Adolf Loos avait été pressenti, mais il est en désaccord théorique avec l’équipe d’organisation. Adolf Loos, avant le Bauhaus, préconise une architecture extérieure sans ornement, il est bien moins radical sur la décoration intérieure. Pour le Bauhaus, l’architecture intérieure doit être lisible à l’extérieur. La conception de chaque objet n’obéit qu’à sa fonction. C’est la définition du fonctionnalisme. Victor Bourgeois, une figure belge du Mouvement Moderne remplace Adolf Loos.

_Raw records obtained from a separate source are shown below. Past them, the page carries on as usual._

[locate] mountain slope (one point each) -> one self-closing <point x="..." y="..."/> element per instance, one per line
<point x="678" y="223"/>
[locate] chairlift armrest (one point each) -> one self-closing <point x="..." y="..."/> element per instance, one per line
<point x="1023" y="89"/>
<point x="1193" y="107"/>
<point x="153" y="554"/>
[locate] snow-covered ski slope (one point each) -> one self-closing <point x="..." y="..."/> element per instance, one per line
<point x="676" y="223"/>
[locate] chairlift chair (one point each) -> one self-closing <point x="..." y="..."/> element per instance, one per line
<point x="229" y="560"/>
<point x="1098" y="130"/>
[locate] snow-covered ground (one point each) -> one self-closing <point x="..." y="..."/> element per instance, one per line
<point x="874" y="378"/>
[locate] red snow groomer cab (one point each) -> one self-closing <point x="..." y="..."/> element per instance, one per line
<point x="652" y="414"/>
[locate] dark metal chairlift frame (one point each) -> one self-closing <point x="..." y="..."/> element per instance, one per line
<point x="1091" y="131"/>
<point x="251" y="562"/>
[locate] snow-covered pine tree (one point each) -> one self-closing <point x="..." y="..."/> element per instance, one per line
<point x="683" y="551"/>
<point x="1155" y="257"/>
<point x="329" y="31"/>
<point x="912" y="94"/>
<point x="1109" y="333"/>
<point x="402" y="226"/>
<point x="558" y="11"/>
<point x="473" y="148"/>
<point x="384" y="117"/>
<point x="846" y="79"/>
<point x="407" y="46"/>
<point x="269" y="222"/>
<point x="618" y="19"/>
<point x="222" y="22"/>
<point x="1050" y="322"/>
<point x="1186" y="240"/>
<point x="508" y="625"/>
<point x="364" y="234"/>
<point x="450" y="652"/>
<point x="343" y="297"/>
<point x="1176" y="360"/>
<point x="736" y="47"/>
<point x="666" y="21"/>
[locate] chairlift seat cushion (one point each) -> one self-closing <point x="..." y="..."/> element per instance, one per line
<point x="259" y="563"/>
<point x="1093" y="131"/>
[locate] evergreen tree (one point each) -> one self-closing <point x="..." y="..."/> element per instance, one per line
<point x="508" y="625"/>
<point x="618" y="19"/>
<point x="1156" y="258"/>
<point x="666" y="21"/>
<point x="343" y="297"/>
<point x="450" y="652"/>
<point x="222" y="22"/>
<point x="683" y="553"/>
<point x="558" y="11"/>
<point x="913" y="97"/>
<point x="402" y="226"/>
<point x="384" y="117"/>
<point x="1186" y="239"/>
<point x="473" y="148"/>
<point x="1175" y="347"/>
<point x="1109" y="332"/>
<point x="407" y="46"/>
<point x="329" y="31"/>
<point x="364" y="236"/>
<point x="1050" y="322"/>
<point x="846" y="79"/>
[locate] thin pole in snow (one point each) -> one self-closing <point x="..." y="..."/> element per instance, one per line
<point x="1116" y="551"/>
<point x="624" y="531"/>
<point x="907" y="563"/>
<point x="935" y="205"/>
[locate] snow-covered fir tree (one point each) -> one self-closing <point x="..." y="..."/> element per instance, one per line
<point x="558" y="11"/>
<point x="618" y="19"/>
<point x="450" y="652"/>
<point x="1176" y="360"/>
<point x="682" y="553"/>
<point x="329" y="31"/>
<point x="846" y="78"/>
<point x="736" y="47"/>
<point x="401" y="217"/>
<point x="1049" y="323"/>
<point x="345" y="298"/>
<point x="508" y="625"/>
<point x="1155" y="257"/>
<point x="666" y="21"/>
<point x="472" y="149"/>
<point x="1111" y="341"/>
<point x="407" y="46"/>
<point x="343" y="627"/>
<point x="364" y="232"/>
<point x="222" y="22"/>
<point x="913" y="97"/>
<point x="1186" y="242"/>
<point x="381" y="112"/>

Contrairement à l’exposition Die Form de 1924 consacrée aux objets ménagers, il s’agit de présenter au public tout ce qui concerne l’habitat, en premier lieu le bâtiment d’habitation, ses nouveaux matériaux, les machines et tout ce que contient le bâtiment : mobilier en contreplaqué ou en tubes d’acier cintrés, équipements de cuisine fonctionnels, rangements intégrés, éclairage, à l’exclusion des objets décoratifs et inutiles.
L’affiche de Willy Baumeister reprend la décoration du bureau d’un directeur d’école d’art en 1899.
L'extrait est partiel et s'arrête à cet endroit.